In the past few decades, several studies have used nanoparticles for photocatalytic reactions. For practical applications, the use of nanomaterials may not be advantageous due to the difficulties in removing them from processed liquids, and they also pose possible health risks. We have developed a procedure that uses chitosan to convert nanosized photocatalysts into micron sized materials without losing their efficiency or surface area. Additionally, the synthetic method offers the possibility of adding functionality like macroporosity and doping carbon or gold nanoparticles. The synthesis involves ultrasonic emulsification of tetradecane in an aqueous chitosan solution containing photocatalytic nanoparticles. Tetradecane-core chitosan/photocatalyst composite-shelled microspheres were produced during the ultrasonic emulsification process.
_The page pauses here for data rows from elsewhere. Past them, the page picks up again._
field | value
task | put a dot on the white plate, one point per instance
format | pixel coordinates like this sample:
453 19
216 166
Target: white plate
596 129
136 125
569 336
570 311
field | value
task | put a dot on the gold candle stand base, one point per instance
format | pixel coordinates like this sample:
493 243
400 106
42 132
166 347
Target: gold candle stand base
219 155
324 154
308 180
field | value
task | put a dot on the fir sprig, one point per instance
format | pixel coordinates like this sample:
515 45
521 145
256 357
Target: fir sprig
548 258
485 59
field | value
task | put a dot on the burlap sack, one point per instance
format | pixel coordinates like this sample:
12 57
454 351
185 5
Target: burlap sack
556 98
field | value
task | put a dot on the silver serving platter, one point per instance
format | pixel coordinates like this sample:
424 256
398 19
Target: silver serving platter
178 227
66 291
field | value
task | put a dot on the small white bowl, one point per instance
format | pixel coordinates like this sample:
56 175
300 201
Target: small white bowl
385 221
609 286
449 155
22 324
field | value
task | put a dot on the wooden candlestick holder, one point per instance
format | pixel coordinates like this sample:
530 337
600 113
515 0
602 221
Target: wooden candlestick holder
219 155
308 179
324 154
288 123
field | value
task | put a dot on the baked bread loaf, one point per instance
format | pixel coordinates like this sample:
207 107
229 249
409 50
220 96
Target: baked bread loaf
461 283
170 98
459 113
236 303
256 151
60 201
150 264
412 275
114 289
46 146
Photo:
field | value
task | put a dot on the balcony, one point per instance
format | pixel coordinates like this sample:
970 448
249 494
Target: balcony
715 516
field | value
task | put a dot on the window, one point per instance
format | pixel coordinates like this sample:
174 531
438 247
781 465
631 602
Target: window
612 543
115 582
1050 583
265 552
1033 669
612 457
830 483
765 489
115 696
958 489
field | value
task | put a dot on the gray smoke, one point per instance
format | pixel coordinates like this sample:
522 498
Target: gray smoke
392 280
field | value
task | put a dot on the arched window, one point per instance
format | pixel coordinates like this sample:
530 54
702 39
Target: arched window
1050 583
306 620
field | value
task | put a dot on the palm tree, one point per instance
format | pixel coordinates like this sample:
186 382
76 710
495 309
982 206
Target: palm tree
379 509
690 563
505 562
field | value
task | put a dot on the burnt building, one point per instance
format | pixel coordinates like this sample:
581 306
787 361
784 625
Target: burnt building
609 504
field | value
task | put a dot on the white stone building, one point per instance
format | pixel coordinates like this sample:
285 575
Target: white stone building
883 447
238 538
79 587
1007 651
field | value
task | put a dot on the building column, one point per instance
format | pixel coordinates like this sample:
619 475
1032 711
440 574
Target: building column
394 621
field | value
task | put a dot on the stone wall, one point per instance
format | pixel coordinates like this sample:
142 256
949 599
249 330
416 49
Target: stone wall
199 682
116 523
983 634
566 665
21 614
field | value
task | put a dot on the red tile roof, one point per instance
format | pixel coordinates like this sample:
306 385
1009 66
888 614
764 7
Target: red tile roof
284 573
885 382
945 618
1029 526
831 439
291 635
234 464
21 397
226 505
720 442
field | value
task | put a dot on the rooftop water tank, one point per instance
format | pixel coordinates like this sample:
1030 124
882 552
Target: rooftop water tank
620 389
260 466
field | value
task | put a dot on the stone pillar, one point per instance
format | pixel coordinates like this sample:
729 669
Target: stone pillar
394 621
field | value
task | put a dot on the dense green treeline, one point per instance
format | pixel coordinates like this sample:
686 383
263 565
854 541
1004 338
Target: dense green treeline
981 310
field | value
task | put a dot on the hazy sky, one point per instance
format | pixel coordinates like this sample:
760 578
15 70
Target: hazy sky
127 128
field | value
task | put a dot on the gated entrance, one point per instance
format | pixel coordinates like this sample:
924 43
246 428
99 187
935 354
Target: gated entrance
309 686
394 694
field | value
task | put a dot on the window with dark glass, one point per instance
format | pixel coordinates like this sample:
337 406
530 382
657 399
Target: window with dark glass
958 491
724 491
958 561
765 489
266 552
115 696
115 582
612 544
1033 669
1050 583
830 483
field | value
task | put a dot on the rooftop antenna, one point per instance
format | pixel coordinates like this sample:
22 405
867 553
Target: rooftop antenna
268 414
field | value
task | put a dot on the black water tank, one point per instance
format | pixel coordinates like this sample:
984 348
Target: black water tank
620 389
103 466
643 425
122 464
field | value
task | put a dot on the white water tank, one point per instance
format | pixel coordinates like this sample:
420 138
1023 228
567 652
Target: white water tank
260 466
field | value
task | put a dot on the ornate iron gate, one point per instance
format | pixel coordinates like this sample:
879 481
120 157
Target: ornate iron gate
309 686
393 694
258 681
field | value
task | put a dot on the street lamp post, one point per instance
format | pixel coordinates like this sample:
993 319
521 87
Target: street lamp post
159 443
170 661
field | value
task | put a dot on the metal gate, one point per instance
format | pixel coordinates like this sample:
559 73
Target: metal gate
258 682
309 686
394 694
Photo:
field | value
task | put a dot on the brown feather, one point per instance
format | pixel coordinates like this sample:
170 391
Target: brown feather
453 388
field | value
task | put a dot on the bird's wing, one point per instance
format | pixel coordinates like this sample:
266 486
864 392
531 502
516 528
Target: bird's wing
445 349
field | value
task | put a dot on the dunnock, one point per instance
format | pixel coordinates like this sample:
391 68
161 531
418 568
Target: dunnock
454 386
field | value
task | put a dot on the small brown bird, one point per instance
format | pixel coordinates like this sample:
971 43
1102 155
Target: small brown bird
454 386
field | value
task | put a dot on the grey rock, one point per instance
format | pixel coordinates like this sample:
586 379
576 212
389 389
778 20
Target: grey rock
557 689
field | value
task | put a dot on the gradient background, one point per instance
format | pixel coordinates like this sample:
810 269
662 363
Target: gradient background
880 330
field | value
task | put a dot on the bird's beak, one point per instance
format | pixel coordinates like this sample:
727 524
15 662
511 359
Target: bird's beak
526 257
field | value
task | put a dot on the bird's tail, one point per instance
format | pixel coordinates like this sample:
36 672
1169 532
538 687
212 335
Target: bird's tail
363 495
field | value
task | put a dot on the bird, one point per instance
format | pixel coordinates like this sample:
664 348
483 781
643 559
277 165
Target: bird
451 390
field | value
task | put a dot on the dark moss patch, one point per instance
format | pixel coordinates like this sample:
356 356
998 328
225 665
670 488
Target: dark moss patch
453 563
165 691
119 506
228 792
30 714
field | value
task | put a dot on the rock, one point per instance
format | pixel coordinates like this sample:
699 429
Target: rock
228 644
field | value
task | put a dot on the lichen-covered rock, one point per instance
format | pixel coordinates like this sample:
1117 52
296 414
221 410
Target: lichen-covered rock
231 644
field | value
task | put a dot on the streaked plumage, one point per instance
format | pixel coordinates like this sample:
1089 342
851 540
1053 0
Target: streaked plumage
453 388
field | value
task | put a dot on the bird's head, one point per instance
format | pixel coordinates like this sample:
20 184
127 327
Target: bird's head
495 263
Calcination of these microspheres resulted in the formation of carbon doped micron-sized photocatalytic particles with macroporous structure. Detailed characterisations were carried out using dynamic light scattering, zeta potential, SEM, TEM, BET, XRD and XPS measurements. A possible mechanism for the formation of micron-sized photocatalytic particles is proposed. The photocatalytic efficiencies of synthesised microparticles and their reusability through filtration were evaluated and compared with that of starting nanomaterials using two organic dyes as model pollutants. One of the catalysts (gold doped photocatalyst) was also tested for H₂S gas removal by adsorption. The regeneration of the adsorbent was also achieved after room temperature photocatalysis. The results indicate that the synthetic procedure can be used to produce macroscale photocatalysts with a size range of 10–20 μm as efficient as the starting nanopowders (size range of 20–50 nm).